Tekrar dolum ve tekrar kullanım devrimi
- Unilever, OMO ve Cif markalarına ait konsantre ürünler için evde tekrar dolum inovasyonlarıyla başarı elde ederken, OMO Konsantre Unilever’in ilk evde sulandırılan (su karıştırılarak seyretilen) çamaşır deterjanı markası oldu. 2019 yılında Brezilya’da lansmanı gerçekleştirilen bu format büyük başarı elde etti.
- Cif Ecorefills, Birleşik Krallık’taki lansmanını takip eden 12 ay içinde sadece tek başına ülkede 171 ton plastik tasarrufu elde edilmesini ve yüzbinlerce müşterinin yeni şişe satın almak yerine tekrar kullanılabilen sprey şişeleri tercih etmesini sağladı.
Unilever Hakkında
Unilever, 190’dan fazla ülkede satılan ürünleri ile her gün 2,5 milyar tüketiciye ulaşan, Gıda, Ev Bakım, Kişisel Bakım ve İçecek Ürünleri konusunda dünyanın önde gelen tedarikçilerinden biridir. Dünya genelinde 150.000 çalışanı olan Unilever, 2019 yılında 52 milyar Euro yıllık satış hacmine ulaşmıştır. Şirketin kapsama alanının yarısından fazlası, gelişen ve yükselen pazarlarda yer almaktadır.
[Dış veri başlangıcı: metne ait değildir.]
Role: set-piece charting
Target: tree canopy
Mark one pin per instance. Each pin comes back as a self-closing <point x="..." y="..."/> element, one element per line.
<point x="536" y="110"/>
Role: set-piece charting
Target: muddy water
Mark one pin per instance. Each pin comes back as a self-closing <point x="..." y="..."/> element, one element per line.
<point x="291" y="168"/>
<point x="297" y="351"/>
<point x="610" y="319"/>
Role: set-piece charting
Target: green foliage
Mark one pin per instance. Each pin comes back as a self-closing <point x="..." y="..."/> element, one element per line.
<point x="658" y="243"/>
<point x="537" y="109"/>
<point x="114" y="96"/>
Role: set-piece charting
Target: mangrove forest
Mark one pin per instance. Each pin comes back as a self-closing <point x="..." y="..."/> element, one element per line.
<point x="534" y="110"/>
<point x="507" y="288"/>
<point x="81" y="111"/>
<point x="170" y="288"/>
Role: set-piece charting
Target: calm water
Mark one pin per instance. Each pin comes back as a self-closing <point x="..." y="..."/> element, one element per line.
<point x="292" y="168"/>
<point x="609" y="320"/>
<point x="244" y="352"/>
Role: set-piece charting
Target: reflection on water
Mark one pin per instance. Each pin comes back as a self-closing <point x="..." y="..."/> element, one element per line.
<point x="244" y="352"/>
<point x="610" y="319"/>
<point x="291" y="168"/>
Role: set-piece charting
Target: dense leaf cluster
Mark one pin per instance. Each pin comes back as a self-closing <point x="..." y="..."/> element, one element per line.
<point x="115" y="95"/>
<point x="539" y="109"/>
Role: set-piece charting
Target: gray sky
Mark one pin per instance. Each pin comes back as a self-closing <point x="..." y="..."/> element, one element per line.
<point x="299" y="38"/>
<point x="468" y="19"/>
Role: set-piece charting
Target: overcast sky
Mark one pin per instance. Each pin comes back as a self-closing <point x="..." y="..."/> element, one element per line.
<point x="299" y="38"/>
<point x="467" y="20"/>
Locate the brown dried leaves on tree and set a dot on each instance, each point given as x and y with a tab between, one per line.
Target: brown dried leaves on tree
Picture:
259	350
Unilever Türkiye portföyünde; OMO, Rinso, Yumoş, Domestos, Cif, Elidor, Dove, Dove Men, Toni&Guy, Signal, Clear, Rexona, Axe, Lipton, Knorr, Calve, Algida, Carte d’Or, Cornetto, Magnum, Max, Vim, Pure Line, Simple, Lifebuoy, Love Beauty and Planet, Unilever Food Solutions ve Vaseline markaları yer almaktadır.
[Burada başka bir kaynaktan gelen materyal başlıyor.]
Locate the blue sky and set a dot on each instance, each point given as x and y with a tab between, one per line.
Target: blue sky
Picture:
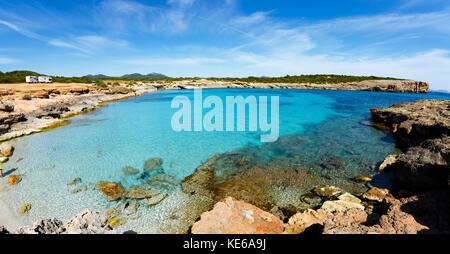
398	38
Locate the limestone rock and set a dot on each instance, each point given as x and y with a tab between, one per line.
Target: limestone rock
156	199
327	191
49	226
152	165
340	206
112	190
87	222
130	170
377	194
6	150
237	217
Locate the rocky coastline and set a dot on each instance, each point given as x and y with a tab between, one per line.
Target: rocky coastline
418	203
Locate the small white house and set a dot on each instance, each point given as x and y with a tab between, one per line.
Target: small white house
38	79
31	79
45	79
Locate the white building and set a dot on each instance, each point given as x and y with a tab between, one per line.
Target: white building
38	79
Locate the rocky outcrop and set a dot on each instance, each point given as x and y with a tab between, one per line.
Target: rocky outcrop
422	129
237	217
86	222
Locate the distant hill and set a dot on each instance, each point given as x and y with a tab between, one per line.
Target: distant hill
133	75
150	75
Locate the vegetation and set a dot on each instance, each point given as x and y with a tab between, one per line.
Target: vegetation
19	77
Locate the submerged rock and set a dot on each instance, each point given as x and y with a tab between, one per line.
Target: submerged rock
6	150
130	170
152	165
327	191
237	217
74	181
14	179
112	190
25	208
87	222
156	199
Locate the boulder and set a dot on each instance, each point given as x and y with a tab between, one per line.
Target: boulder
377	194
237	217
130	170
6	106
87	222
327	191
6	150
14	179
153	164
48	226
112	190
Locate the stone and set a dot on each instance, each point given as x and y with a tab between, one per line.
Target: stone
377	194
111	213
14	179
152	165
156	199
130	170
25	208
140	192
74	181
116	222
363	178
87	222
6	150
298	223
349	198
391	159
237	217
6	106
130	207
340	206
112	190
327	191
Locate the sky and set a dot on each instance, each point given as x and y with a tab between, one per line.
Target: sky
228	38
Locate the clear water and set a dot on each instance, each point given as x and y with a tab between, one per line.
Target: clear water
96	146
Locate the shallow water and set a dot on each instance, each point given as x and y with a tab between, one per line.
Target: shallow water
328	139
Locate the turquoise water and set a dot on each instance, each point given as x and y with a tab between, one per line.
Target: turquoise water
95	147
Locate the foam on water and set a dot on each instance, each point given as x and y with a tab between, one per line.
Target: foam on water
96	146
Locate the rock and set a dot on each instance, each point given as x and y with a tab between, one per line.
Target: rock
130	207
156	199
327	191
153	164
49	226
130	170
298	223
6	106
82	188
6	150
340	206
349	198
74	181
87	222
3	230
111	213
363	178
391	159
237	217
14	179
113	223
112	190
377	194
140	192
25	208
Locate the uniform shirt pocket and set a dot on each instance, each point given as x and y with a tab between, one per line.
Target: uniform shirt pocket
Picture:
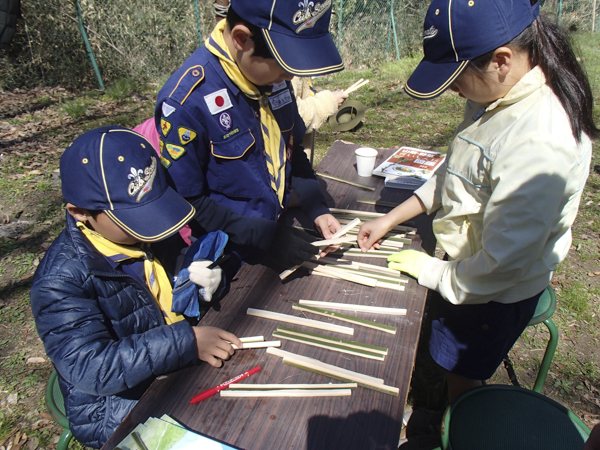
236	172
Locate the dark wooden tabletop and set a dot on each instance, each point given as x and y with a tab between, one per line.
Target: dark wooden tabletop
365	420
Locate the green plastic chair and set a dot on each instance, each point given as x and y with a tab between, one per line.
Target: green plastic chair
543	313
56	406
500	417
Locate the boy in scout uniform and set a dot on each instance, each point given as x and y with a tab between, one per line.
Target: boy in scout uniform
230	133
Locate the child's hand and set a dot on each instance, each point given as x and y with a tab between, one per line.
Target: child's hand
327	225
340	96
209	279
370	233
212	344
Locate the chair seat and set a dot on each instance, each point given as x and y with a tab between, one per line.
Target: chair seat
545	308
507	417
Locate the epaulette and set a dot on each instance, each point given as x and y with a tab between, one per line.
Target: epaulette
187	83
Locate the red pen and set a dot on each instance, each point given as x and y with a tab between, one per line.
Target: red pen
202	395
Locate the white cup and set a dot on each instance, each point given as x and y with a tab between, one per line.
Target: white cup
365	161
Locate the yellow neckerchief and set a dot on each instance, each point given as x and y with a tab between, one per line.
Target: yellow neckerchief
274	145
156	277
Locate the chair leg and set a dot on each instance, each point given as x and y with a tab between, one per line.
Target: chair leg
64	440
548	355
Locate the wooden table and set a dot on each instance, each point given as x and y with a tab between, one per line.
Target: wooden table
365	420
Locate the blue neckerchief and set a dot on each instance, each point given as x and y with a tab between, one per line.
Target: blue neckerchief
186	295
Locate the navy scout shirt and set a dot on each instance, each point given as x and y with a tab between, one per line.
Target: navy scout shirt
212	147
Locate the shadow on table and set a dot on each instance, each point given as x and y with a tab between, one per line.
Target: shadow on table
348	433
Unilever Sürdürülebilir Yaşam Planı (USLP), şirket stratejisinin temelini oluşturmakta ve şunları hedeflemektedir:
- 2030’a kadar ürünlerimizden kaynaklanan çevresel etkimizi yarı yarıya azaltmak
- 2020’ye kadar bir milyardan fazla insanın sağlık ve refahlarının iyileştirmek için harekete geçmesine yardımcı olmak
- 2020’ye kadar milyonlarca insanın geçim kaynaklarını iyileştirmek
USLP, büyümeyi ve şirkete duyulan güveni artırarak değer yaratmakta, maliyetleri düşürürken riskleri azaltmaktadır. Unilever’in, sürdürülebilir yaşam markaları, 2019’da, şirketin işinin geri kalanından yüzde 75 daha fazla büyümüş ve şirketin büyümesine yüzde 78 oranında katkı sağlamıştır.
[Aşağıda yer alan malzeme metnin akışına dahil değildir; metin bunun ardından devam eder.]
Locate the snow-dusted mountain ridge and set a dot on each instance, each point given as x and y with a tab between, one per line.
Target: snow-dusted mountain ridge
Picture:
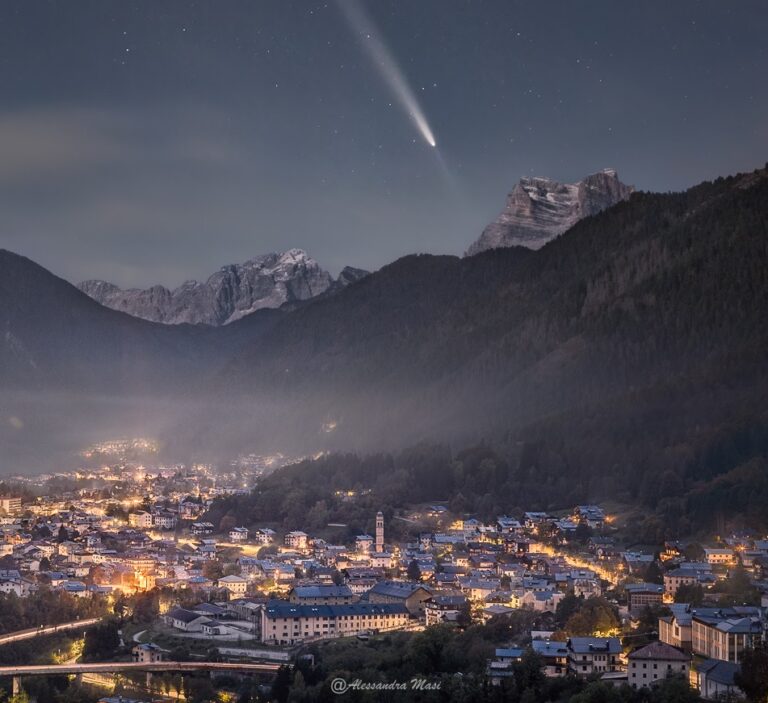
540	209
232	292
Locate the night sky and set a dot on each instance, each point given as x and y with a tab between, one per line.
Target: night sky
151	142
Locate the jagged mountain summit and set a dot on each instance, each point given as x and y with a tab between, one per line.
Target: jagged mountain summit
234	291
540	209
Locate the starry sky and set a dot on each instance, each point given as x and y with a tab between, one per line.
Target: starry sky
153	141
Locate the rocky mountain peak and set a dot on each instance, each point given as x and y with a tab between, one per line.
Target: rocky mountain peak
539	209
234	291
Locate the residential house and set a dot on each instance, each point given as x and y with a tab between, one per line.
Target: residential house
443	608
238	534
642	595
235	585
185	620
654	662
675	629
590	655
288	623
724	633
412	595
321	595
554	656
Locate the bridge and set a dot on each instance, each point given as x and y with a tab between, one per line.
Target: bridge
16	672
47	630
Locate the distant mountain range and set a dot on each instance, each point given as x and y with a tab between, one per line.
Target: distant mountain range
625	358
540	209
537	211
231	293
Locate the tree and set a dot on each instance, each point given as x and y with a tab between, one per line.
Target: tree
567	607
281	685
593	615
414	571
101	642
653	573
753	677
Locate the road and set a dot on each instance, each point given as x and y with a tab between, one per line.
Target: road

2010 yılından bu yana, Unilever Sürdürülebilir Yaşam Planı aracılığıyla, bir milyardan fazla insanın sağlığını ve refahını geliştirmesine, çevresel ayak izimizi yarıya indirmeye ve işimizi büyütürken milyonlarca insanın geçim kaynaklarını artırmaya yardımcı olmak için harekete geçiyoruz. Şimdiden önemli ilerlemeler kaydettik ve hedefimizi genişletmeye devam ediyoruz. Son olarak 2025 yılına kadar plastik ambalajlarımızın yüzde 100'ünün tamamen yeniden kullanılabilir, geri dönüştürülebilir veya gübrelenebilir olmasını sağlamayı taahhüt ettik. Yapılması gereken daha çok şey olsa da 2019 yılında Dow Jones Sürdürülebilirlik Endeksi'nde sektör lideri ve 2020 yılında on yıl üst üste Globescan/SustainAbility Global Kurumsal Sürdürülebilirlik Liderleri anketinde en üst sırada yer alan şirket olarak tanınmaktan gurur duyuyoruz.